SC - Re:coffee, tea or sugar

Decker, Terry D. TerryD at Health.State.OK.US
Mon Jan 5 06:48:59 PST 1998


>----------
>From: 	Dan Stratton[SMTP:agincort at raex.com]
>G'day Cooks,
>The coffee and Tea discussion is fascinating. Do you know about the Arabic
>'connection' for sugar? I have been given to understand that sugar was
>imported
>from the Middle East in Period, with the origins somewhere in the Far East,
>and
>the 'American/colonial/sugar cane industry' only appearing late to post
>period. I
>did find one comment on a Recycling poster to the effect that the first sugar
>cane
>factory in the Americas dates back to 1509. No docs, of course.

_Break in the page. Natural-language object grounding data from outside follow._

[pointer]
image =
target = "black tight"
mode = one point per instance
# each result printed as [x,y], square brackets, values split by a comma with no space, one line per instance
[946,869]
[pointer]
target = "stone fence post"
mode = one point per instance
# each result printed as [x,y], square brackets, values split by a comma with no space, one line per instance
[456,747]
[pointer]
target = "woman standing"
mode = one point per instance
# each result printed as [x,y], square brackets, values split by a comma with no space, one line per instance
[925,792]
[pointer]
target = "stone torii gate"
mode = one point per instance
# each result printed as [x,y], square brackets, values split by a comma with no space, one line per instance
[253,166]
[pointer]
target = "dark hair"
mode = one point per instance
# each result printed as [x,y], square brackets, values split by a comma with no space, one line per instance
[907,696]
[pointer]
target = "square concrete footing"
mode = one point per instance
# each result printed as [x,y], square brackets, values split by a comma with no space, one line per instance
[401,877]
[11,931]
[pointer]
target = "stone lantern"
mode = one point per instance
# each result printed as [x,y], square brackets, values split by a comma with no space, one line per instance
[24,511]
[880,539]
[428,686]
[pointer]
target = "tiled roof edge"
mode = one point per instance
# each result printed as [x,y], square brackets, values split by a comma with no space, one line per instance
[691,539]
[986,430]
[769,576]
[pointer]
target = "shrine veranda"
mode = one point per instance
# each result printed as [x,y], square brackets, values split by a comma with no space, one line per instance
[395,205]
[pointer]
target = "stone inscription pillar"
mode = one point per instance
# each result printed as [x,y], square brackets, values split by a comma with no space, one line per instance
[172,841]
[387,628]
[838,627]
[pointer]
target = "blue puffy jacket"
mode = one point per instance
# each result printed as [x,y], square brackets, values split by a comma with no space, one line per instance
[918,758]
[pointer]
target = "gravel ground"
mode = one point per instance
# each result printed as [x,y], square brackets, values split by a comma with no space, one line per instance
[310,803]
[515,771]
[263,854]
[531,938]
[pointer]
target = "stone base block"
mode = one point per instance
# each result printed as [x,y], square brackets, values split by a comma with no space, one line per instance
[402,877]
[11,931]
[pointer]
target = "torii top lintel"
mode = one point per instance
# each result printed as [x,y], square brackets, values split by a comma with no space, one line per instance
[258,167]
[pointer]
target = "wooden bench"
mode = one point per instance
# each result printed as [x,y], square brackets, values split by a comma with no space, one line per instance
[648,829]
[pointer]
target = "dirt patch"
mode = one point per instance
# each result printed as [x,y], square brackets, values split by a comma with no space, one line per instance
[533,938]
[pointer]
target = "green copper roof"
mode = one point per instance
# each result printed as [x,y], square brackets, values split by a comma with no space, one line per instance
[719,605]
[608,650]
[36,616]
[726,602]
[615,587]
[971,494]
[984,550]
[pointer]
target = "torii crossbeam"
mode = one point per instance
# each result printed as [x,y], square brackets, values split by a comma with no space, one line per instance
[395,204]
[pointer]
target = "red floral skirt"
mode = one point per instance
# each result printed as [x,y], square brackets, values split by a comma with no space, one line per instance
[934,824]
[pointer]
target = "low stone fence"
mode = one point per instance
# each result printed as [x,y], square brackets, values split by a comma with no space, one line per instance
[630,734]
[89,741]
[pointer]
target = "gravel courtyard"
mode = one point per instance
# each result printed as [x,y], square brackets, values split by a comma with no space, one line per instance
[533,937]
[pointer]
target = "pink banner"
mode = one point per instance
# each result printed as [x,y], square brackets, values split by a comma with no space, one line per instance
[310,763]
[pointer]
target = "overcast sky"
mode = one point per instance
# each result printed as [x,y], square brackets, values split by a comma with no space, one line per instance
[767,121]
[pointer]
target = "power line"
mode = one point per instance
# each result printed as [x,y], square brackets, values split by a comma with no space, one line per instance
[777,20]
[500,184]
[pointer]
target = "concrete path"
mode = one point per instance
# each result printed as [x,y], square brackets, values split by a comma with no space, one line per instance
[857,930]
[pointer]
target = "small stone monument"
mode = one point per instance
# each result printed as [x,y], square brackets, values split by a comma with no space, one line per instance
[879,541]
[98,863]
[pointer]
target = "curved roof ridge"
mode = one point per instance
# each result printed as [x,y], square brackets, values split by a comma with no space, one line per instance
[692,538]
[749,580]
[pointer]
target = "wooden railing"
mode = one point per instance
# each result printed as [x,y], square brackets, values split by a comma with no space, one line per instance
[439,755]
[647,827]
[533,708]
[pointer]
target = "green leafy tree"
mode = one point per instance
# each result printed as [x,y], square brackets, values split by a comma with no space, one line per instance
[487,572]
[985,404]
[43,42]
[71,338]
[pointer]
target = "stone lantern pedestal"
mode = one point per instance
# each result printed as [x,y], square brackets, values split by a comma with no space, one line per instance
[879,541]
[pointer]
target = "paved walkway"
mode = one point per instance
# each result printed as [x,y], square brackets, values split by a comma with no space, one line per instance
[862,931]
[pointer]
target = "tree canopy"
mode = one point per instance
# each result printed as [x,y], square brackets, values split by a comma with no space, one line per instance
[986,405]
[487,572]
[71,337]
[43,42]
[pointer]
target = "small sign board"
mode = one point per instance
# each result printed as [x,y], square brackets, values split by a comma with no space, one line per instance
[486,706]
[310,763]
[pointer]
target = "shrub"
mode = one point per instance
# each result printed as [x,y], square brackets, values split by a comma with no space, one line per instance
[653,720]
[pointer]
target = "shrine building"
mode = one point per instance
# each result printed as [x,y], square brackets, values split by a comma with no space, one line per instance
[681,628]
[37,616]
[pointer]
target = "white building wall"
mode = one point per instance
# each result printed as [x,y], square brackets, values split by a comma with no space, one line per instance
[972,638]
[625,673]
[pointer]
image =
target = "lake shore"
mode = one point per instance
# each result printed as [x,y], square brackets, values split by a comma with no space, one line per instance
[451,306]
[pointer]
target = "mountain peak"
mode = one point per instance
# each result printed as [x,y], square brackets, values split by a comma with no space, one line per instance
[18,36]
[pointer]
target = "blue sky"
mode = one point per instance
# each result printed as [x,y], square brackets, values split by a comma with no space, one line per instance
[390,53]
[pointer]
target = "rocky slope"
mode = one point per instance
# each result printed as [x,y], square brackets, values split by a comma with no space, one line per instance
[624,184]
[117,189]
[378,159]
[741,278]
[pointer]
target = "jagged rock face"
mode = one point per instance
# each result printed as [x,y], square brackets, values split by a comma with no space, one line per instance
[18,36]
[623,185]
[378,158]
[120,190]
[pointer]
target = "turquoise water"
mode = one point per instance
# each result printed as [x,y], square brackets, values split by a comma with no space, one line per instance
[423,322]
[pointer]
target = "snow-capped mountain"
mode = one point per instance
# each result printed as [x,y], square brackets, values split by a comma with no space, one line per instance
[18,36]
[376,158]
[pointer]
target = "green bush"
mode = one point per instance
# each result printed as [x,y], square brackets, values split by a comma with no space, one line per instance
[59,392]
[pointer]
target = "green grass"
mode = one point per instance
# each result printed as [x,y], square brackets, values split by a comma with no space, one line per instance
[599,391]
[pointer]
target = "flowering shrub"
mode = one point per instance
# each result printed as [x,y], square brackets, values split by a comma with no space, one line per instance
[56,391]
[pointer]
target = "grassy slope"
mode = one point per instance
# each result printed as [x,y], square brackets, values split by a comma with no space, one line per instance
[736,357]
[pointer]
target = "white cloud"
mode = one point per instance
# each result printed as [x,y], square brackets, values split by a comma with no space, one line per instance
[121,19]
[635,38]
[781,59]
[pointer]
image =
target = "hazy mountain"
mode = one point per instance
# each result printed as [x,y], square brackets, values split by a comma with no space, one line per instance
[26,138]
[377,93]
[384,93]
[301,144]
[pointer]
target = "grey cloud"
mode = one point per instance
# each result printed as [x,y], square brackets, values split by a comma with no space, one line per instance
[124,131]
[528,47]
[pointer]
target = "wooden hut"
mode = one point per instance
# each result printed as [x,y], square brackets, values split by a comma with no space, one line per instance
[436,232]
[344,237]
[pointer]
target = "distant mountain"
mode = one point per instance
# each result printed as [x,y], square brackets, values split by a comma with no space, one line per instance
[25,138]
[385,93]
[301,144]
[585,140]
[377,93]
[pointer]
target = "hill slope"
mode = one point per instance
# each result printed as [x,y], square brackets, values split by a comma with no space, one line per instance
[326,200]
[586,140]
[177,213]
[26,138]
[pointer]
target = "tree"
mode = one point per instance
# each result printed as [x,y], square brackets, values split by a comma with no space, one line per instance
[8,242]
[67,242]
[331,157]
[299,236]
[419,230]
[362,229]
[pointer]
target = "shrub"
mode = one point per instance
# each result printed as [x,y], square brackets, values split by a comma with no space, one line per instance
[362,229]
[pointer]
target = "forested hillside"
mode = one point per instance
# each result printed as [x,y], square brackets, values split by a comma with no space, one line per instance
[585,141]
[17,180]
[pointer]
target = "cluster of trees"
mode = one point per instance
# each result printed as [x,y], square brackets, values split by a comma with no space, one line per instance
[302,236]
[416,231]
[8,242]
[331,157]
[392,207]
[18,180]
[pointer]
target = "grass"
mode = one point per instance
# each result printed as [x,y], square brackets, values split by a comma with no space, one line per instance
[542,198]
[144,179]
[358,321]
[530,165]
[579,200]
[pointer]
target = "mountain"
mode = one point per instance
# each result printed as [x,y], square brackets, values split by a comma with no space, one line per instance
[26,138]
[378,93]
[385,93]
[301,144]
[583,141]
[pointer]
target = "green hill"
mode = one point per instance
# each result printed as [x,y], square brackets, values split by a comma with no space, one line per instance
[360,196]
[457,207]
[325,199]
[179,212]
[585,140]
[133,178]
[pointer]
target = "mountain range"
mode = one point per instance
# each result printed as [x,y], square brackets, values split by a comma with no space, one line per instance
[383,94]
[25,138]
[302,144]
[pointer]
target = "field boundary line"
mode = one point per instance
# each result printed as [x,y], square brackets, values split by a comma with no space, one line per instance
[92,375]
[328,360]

European sugar originates in the Indus Valley, where it was found by
Alexander the Great's armies.  It may have been transplanted to
Mesapotamia at this time.

Between 600 and 700 CE, the Islamic expansion found sugar in India and
brought it west.  Sugar was grown in Egypt, Cyprus, Sicily and Spain.
Europeans came into contact with sugar during the Crusades and became
proprietors of sugar plantations as they took back lands.  The Spanish
and Portuguese brought sugar cane to the Cape Verde Islands, the Azores
and the New World (arriving on Columbus' second voyage).